Former News of the World editor Derek Jameson has given an insight into the art of “bomb-proofing” your editor, in response to the latest developments in the phone-hacking scandal.
Jameson explains on Gentleman Ranters that former NoW editor Andy Coulson probably did not know that Goodman and Mulcaire were effectively bugging people’s mobile phones because: “It’s all down to a Yiddish expression I learned in the East End: ‘Better you shouldn’t ask’.
Jameson writes: “The editor carries the can for everything done in the name of his paper, and that includes breaking the law and even upsetting the moral minority. So when the news editor or another executive gets involved in anything dodgy, the last person to know about it is the editor.
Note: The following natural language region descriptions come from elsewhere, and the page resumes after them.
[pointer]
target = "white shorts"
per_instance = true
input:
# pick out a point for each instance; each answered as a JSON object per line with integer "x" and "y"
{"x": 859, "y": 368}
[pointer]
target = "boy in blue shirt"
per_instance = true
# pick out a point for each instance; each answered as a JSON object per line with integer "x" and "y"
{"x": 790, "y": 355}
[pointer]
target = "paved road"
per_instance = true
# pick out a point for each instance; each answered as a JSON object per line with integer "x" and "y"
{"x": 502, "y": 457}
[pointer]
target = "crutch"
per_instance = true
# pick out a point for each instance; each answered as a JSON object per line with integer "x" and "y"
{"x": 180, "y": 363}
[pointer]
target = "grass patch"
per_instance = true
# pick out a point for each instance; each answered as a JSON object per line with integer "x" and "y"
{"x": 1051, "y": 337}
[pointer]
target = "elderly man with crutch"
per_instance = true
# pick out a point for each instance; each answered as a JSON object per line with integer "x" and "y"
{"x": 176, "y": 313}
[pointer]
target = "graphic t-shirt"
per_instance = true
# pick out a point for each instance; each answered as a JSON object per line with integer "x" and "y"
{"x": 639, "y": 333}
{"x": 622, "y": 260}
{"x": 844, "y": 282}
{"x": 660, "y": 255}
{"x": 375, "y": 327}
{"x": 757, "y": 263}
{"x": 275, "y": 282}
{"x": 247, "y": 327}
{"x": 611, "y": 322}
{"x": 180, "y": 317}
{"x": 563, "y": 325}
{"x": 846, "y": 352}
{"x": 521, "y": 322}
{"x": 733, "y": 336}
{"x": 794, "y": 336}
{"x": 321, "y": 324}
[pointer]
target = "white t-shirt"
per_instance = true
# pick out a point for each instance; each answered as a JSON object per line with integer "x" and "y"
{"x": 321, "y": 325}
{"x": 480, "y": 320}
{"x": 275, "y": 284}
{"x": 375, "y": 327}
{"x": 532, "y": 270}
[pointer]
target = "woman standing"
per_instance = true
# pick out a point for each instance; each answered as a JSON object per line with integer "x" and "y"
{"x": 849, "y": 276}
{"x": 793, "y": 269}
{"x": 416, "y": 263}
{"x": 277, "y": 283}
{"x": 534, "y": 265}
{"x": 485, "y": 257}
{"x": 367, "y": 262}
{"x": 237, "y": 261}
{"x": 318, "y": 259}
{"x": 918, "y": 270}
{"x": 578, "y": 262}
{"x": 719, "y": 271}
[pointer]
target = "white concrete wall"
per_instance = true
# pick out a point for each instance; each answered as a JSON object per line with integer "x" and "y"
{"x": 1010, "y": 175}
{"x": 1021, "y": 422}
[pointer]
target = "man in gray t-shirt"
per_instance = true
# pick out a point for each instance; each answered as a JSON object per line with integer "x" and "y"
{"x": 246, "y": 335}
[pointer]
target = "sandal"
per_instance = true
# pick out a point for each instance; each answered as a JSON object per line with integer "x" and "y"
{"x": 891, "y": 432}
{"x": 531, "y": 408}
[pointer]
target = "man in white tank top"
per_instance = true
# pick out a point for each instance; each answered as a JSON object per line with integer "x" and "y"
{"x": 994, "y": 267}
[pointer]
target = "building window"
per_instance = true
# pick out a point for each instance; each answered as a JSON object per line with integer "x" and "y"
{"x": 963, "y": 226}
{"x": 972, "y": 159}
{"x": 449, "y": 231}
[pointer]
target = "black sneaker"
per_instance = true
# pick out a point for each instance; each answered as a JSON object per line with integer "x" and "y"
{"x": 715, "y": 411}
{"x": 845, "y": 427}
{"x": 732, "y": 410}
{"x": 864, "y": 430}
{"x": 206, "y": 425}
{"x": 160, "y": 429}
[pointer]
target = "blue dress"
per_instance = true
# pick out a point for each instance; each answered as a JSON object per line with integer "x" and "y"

“That way he is bomb-proof. If and when the proverbial hits the fan, he or she can say, hand on heart, ‘I don’t know what you are talking about. Try the Sun.'”
This was the response, Jameson explained, when a reporter got into the adjacent room to Prince Andrew and Koo Stark and held a glass against the wall to hear evidence that they were back together. That sounds like at least as heinous a sin as listening to someone’s mobile phone messages.
Another point not made by Jameson but worth mentioning I think is that for really good, really secret sources, reporters will not tell anyone who they are – even their editor or news editor. If you are, say, the chief reporter of The Sun or the NoW it is enough to say: “I know this is true, a very good source tells me it is, but I can’t tell you who they are.”